Furthermore, the low frequency band is divided within the range of 20 Hz to 500 Hz.
[0019]
In the sound control apparatus according to the present invention, the control unit may perform
tone adjustment using the integrated value from the level integrator.
[0020]
The acoustic control device according to the present invention integrates the level of the sound
signal in the frequency band higher than the first frequency by the level integrator to obtain a
first integrated value, and the first integrated value exceeds a predetermined value. And limits the
frequency band higher than the first frequency of the speaker drive signal.
09-05-2019
5
Even when the level of the signal higher than the first frequency is high, it can be given to the
speaker as long as the first integrated value does not exceed the predetermined value, so the
acoustic effect can be maintained high.
In addition, even if the level of the signal in the higher region than the first frequency is lower, if
the first integrated value exceeds the predetermined value, the frequency band higher than the
first frequency is limited, so overheating and breakage of the speaker may occur. Can be reliably
prevented.
[0021]
Further, by providing a second fixed filter to extract a sound signal in a low frequency band and
adding a second integrated value obtained by integrating the signal level in the low frequency
band, it is possible to maintain the acoustic effect.
If the second integrated value is large and the sound signal level in the low frequency band is
high, the voice coil amplitude is large and the cooling effect is high, and the temperature rise is
suppressed. Level of the sound signal is not limited, and even if the high frequency level of the
sound signal is increased and the first integrated value is increased, the high frequency sound
signal at a higher level than the first frequency is obtained.

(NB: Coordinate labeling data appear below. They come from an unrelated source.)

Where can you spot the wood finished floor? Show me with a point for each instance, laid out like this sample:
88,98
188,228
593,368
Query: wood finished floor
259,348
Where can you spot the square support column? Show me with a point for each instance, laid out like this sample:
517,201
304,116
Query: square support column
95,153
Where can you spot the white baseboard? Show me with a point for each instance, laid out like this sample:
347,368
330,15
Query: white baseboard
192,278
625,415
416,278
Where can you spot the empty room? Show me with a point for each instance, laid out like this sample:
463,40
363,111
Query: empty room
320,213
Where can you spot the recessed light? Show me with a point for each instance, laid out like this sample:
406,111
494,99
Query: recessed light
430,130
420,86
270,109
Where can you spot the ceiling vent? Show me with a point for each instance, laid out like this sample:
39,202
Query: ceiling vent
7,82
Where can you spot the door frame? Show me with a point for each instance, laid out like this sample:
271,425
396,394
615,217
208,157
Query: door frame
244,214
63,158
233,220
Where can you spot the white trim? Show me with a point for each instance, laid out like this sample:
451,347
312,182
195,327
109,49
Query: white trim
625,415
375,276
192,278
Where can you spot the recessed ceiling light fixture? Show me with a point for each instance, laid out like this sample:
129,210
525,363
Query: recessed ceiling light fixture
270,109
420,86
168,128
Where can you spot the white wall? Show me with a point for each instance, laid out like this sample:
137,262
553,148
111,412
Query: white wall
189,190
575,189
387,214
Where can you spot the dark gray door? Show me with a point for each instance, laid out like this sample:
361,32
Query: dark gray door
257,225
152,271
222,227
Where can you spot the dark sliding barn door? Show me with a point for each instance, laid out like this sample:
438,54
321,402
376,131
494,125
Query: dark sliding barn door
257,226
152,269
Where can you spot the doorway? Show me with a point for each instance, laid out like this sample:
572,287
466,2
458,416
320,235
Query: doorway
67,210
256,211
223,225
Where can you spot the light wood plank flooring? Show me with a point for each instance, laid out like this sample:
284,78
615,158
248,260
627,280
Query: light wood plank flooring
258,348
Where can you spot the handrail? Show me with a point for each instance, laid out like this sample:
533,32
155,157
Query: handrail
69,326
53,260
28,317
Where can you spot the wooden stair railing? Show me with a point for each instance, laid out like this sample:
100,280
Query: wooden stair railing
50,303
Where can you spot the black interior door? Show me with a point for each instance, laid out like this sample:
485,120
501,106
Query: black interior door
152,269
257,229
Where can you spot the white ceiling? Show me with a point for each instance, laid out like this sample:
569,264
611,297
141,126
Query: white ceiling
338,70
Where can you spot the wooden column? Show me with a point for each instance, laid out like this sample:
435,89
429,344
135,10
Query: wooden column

It becomes possible to use it and it is
possible to further enhance the sound effect.
[0022]
FIG. 2 is a block diagram of the acoustic device according to the embodiment of the present
invention, a follow chart showing an example of control operation in the control unit shown in
FIG. 1, a line showing the relationship between the frequency of the speaker drive signal given
the voice coil of the speaker and the coil temperature. Figure,
[0023]
FIG. 1 shows a block diagram of the acoustic control device 1 according to the embodiment of
the present invention.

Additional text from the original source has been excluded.